Visualization and Analysis of Groove Residual Magnetism for Narrow Gap Arc Welding

Abstract

Residual magnetism obviously exists in welding groove of high strength steel and thus influences narrow gap arc welding quality. The present work investigates the characteristics of residual magnetism for U-shape welding groove, and reveals its formation mechanism by physically modeling the residual magnetism. An experimental data based visualization approach is then proposed to characterize dominant distributions of residual magnetism. It is shown that residual magnetism is much stronger in groove width and at groove bottom respectively than in groove length and at groove top, as well as of bar magnet features for each groove sidewall. Two-dimensional visualization of residual magnetism vector is realized by plane and curved surface cloud maps of equivalent color bars, while three-dimensional visualization is expressed by assembling six outermost plane cloud maps of residual magnetism in groove measuring space.
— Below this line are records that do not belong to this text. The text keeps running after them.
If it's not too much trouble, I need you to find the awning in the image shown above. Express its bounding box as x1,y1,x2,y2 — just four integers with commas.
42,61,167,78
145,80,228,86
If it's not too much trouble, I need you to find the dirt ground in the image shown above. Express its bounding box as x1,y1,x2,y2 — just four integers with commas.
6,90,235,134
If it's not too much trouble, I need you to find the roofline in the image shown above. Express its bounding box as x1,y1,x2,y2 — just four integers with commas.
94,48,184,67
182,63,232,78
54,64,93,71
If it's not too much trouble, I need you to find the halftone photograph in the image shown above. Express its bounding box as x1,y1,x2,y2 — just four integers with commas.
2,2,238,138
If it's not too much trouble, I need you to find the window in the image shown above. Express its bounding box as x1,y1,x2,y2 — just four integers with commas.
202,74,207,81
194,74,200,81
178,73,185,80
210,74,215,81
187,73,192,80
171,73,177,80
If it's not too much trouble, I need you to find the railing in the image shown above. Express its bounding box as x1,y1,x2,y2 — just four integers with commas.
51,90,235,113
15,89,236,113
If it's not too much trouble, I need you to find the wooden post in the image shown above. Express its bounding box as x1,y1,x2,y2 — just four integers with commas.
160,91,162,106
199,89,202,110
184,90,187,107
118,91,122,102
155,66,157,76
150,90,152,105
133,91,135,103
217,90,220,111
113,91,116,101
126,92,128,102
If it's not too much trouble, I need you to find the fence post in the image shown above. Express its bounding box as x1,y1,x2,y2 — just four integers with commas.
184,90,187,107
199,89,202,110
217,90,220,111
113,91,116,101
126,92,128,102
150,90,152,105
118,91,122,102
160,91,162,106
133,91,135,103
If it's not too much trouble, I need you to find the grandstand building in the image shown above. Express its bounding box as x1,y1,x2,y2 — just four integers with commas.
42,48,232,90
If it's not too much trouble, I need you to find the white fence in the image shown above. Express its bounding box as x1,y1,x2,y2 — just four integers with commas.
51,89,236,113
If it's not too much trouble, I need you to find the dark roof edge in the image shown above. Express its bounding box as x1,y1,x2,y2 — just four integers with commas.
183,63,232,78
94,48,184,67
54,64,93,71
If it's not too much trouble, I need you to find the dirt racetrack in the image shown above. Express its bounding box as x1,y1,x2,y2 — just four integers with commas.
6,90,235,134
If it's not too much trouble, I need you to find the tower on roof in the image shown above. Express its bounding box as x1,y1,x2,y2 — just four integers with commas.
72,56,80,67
The built models and digital visualizations well contribute to understand the phenomena of residual magnetism.

1. Introduction

Narrow gap welding is an attracting process of high efficiency and high quality, and has been used in thick-wall steel structure manufacturing.¹⁾ To further improve its groove sidewall penetration and process adaptability in gas metal arc (GMA) welding, several single-wire weaving arc approaches appeared to replace traditional rotation arcs,^2,3) typically such as electromagnetic oscillation arc⁴⁾ and mechanical swing arc.^5,6,7) Nevertheless, the narrow gap GMA processes are subject to welding groove conditions as well as arc movements.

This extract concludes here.